Hypothetically, it's possible that the 500 cars I inspected were the only ones that happened to have been damaged by the hail (maybe the rest were safe in my 500-car warehouse). That would be the best case scenario, in which case I suffer only the loss on the cars I inspected. In the worst case scenario, every car I didn't inspect suffered major damage. For some random data I generate below, we know that the amount of damage done to the uninspected cars is somewhere between 0 and around $1.75 million dollars. This is a huge range of possibilities!
We see that looking at the best case and worst case gets us some bounds on how bad the damage could be, but we have no idea how probable each of these options are (let alone the probability of the values in the middle).
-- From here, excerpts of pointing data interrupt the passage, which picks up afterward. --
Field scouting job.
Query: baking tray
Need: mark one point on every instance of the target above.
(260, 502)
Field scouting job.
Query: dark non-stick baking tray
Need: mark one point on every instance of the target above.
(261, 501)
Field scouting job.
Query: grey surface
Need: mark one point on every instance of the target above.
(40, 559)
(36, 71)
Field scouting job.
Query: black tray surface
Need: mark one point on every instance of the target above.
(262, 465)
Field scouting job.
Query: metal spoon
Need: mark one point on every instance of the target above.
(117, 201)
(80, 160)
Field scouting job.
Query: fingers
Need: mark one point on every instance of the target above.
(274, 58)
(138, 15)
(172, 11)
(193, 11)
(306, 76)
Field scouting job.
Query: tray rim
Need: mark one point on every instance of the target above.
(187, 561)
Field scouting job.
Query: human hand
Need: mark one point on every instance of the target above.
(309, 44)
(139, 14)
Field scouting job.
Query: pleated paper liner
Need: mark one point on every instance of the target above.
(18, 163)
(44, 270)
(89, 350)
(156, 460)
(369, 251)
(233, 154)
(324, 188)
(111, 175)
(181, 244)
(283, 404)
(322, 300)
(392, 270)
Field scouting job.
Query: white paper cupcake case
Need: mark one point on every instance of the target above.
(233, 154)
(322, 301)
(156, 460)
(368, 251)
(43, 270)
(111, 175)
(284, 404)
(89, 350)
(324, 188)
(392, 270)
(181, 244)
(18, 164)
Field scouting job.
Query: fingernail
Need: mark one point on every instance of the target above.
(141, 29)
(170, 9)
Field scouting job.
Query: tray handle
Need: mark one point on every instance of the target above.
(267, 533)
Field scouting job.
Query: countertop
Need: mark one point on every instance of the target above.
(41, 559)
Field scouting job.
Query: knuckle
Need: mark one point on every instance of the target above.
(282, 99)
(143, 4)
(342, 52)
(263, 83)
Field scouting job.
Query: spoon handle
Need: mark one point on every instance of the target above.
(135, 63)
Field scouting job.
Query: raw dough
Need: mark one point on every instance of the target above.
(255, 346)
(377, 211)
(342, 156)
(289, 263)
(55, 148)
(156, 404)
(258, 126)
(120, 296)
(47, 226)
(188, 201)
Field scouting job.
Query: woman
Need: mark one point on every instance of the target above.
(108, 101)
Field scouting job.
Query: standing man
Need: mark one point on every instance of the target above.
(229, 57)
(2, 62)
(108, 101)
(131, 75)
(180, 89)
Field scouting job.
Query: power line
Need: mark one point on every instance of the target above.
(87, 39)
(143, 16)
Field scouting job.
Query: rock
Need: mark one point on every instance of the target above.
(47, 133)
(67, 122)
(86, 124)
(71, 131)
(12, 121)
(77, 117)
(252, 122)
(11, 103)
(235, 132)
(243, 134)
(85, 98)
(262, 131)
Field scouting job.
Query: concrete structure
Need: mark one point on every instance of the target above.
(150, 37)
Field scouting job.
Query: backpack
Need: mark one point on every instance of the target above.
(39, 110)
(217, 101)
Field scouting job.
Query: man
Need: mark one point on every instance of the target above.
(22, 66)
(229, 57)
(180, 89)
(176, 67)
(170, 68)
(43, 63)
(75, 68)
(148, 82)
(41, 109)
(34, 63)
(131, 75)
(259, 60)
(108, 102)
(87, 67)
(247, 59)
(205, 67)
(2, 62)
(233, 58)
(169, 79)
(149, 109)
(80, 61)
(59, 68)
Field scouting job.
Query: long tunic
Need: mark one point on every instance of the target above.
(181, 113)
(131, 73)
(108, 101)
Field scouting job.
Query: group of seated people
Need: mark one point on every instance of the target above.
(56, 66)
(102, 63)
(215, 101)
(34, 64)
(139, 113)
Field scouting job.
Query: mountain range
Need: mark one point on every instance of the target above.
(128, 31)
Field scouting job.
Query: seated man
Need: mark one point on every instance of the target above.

To find out how bad the damage is likely to be, we can turn to Monte Carlo simulation.
First, let's randomly generate our inventory, then inspect half of our cars. While we know the value
of each car, we
think of the damage_pct
as an unknown value for the cars we do not inspect.
import pandas as pd
import numpy as np
import matplotlib.pyplot as plt
N_CARS = 1000
cars = pd.DataFrame({
'value': np.random.normal(35000, 5000, size=N_CARS),
'damage_pct': np.random.choice([-0.1, -0.05, 0], size=N_CARS, p=[0.1, 0.5, 0.4])
})
inspected_cars = cars.sample(cars.shape[0] // 2)
uninspected_cars = cars[~cars.index.isin(inspected_cars.index)]
damage_dist = (inspected_cars.groupby('damage_pct').count()
/ inspected_cars.shape[0]).rename(columns={'value': 'prob'})
We can see the distribution of damage_pct
among the sampled cars is1:
damage_pct | prob |
---|---|
-0.1 | 0.096 |
-0.05 | 0.490 |
0.00 | 0.414 |
Because we inspected a random subset of the cars, a reasonable simplifying assumption is that the damage to the uninspected cars has the same distribution as that of the inspected cars. With that assumption, we can simulate the damage done to the uninspected cars like so:
def simulate_damage(damage_dist, uninspected_cars):
damage_pct_guess = np.random.choice(damage_dist.index,
size=uninspected_cars.shape[0],
p=damage_dist.prob)
return (damage_pct_guess * uninspected_cars.value).sum()
N_SIMULATIONS = 1000
simulated_damages = pd.Series([simulate_damage(damage_dist, uninspected_cars)
for _ in range(N_SIMULATIONS)])
To make sense of the output of these 1000 simulations, we can calculate some descriptive statistics. It's also helpful to look at the CDF of the simulated damage.
print(simulated_damages.describe())
simulated_damages.plot(kind='hist', cumulative=True, bins=100,
title='CDF of estimated damage')
count 1000.000000
mean -595662.074433
std 25097.417355
min -671499.963571
25% -613690.059583
50% -595382.298010
75% -576089.086686
max -524043.037134
We can say that in half of our simulations, the damage was somewhere between $671,499.96 and $595,382.30. This range is about 4.3% the size of the range between the best and worst case scenarios.
How'd we do? Because we made up the dataset, we can calculate the true value and put that number on the graph above:
true_damage = (uninspected_cars.value * uninspected_cars.damage_pct).sum()
bottom, top = plt.ylim()
plt.annotate('', xy=(true_damage, top), xycoords='data',
xytext=(true_damage, bottom), textcoords='data'
arrowprops=dict(facecolor='red', width=3, headlength=1))
In "reality", the true amount of damage done was $607,830.94, which just so happens to be in that window of 50% of our simulations.
We can run this experiment a few more times to see how this method fares:
The next time you're trying to reason about some unknown value, consider using Monte Carlo simulation to inform your decision-making process.
1: While the values for damage_pct
look like numerical data, remember that they are representative of the three
categories of damage sustained (none, minor, or major).